The aim of this task is to implement two iterative methods for eigenvalue and eigenvector calculations, the Jacobi and QR ones.


# 1. Jacobi method **(1 pt)**
The Jacobi method is applicable to symmetric matrices $A$ and uses the ***Givens rotations*** (also called  ***Jacobi rotations*** in this context) that consecutively decrease the off-diagonal part $$\mbox{off}(A):=\sum_{i\ne j} |a_{ij}|^2$$ and thus transform $A$ to "nearly" diagonal form. (See the corresponding task from the first homework for details on the Givens rotations.) If $$A_k = Q_kQ_{k-1}\cdots Q_2Q_1 A Q_1^\top Q_2^\top \cdots Q_{k-1}^\top Q_k^\top$$ is alsmost diagonal, then its diagonal entries are close to the eigenvalues of $A$, and the approximation to eigenvectors can be obtained from the Givens rotations.

## 1.1. Algorithm justification
#### 1.1.1. Basic step
Assume that $A$ is an $n\times n$ symmetric matrix and that indices $p,q$ with $1\le p < q \le n$ are such that $a_{pq} \ne 0$. The task is to find an angle $\theta$ such that, with $c:=\cos\theta$ and $s:=\sin\theta$, the matrix
$$\begin{pmatrix} b_{pp} & b_{pq} \\ b_{qp} & b_{qq} \end{pmatrix} = \begin{pmatrix} c & -s \\ s & c \end{pmatrix}\begin{pmatrix} a_{pp} & a_{pq} \\ a_{qp} & a_{qq} \end{pmatrix}\begin{pmatrix}c & s \\ -s & c  \end{pmatrix}$$ is diagonal.

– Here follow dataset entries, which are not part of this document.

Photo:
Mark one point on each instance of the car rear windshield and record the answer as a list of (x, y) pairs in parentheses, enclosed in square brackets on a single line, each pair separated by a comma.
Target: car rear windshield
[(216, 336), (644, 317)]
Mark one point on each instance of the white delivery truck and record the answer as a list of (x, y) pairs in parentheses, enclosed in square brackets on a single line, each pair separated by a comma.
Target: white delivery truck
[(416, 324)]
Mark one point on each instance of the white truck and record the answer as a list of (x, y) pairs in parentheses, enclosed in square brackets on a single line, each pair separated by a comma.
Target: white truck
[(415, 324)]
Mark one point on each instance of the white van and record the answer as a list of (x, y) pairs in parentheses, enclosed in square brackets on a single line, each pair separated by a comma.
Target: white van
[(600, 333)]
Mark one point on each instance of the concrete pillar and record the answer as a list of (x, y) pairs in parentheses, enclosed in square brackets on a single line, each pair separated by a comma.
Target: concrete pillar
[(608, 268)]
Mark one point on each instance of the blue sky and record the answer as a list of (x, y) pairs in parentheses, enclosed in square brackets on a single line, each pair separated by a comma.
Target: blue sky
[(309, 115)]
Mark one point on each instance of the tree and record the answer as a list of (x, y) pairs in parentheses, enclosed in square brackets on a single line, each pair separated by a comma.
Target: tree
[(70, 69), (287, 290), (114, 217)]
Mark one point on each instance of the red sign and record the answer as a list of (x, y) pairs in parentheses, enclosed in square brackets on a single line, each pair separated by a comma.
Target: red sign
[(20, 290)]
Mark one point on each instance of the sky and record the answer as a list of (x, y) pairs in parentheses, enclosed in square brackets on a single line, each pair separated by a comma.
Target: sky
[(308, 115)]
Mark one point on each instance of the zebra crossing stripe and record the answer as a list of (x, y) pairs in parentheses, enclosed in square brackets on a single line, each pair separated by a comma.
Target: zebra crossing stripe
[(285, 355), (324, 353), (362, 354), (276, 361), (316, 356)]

#### **Task 1.1.2**: Explain why $|b_{pp}|^2 + |b_{qq}|^2 > |a_{pp}|^2 + |a_{qq}|^2$

____
Consider Frobenius norm, which is invariant under orthogonal transformations;
and the fact that rows and columns p and q of A are modified in B:
$$
\text{off}(B)^2 = ||B||_F^2 - \sum_{i=1}^{n} b_{ii}^2 \\
= ||A||_F^2 - \sum_{i!=p, q} b_{ii}^2 - (b_{pp}^2 + b_{qq}^2) \\
= ||A||_F^2 - \sum_{i!=p, q} a_{ii}^2 - (a_{pp}^2 + 2 * a_{pq}^2 + a_{qq}^2) \\
= ||A||_F^2 - \sum_{i=1}^{n} a_{ii}^2 - 2 * a_{pq}^2 \\
= \text{off}^2 - 2a_{pq}^2 \\
< \text{off}^2
$$
---


#### **Task 1.1.3**: Find the angle $\theta$ so that the above matrix $B$ is diagonal
---
In order for matrix B to be diagonal, the $s$ parameter has to equal to 0, and $c$ equal to 1:
Following these relationships from Symmetric Schur Decomposition:
$$
\frac{s}{c} = t \text{ ,   } s^2 + c^2 = 1 \\
\text{where, } t = -\tau + / - \sqrt{ 1 + \tau^2} = \tan{\theta} \\
\text{Henceforth, } s \text{ has to equal: } 0 \\
\text{And, } c \text{ has to either equal to } 1 \text{ or } -1 \text{ to fulfill the relationship: } s^2 + c^2 = 1 \\
\text{Therefore, considering: } \tan{\theta} = t => \tan{\theta} = 0 \text{ as } \frac{s}{c} = t; s = 0 => \theta = \pi * n \text{ for any real n }
$$

---  


### **Task 1.1.4**: write a function that for a given matrix $A$ and indices $p<q$ finds the angle $\theta$ in the Jacobi rotation $J$  


In [12]:
import numpy as np
def calc_rotation_angle(A, p, q):
    if A[p, p] == A[q, q]:
        return np.pi / 4 if A[p, q] != 0 else 0
    else:
        return np.arctan(2 * A[p, q] / (A[q, q] - A[p, p])) / 2

## 1.2 The algorithm and its implementation
Denote by $$J(p,q,\theta): = \begin{pmatrix}1 & \dots & 0 & \dots & 0 &  \dots & 0 \\ \vdots & \ddots & \vdots & & \vdots & & \vdots \\ 0 & \dots & c & \dots & s & \dots & 0 \\ \vdots & \ddots & \vdots & & \vdots & & \vdots \\ 0 & \dots & -s & \dots & c & \dots & 0 \\ \vdots & \ddots & \vdots & & \vdots & & \vdots \\ 0 & \dots & 0 & \dots & 0 &  \dots & 1 \end{pmatrix}$$ the Jacobi (Givens) rotation in entries $p<q$.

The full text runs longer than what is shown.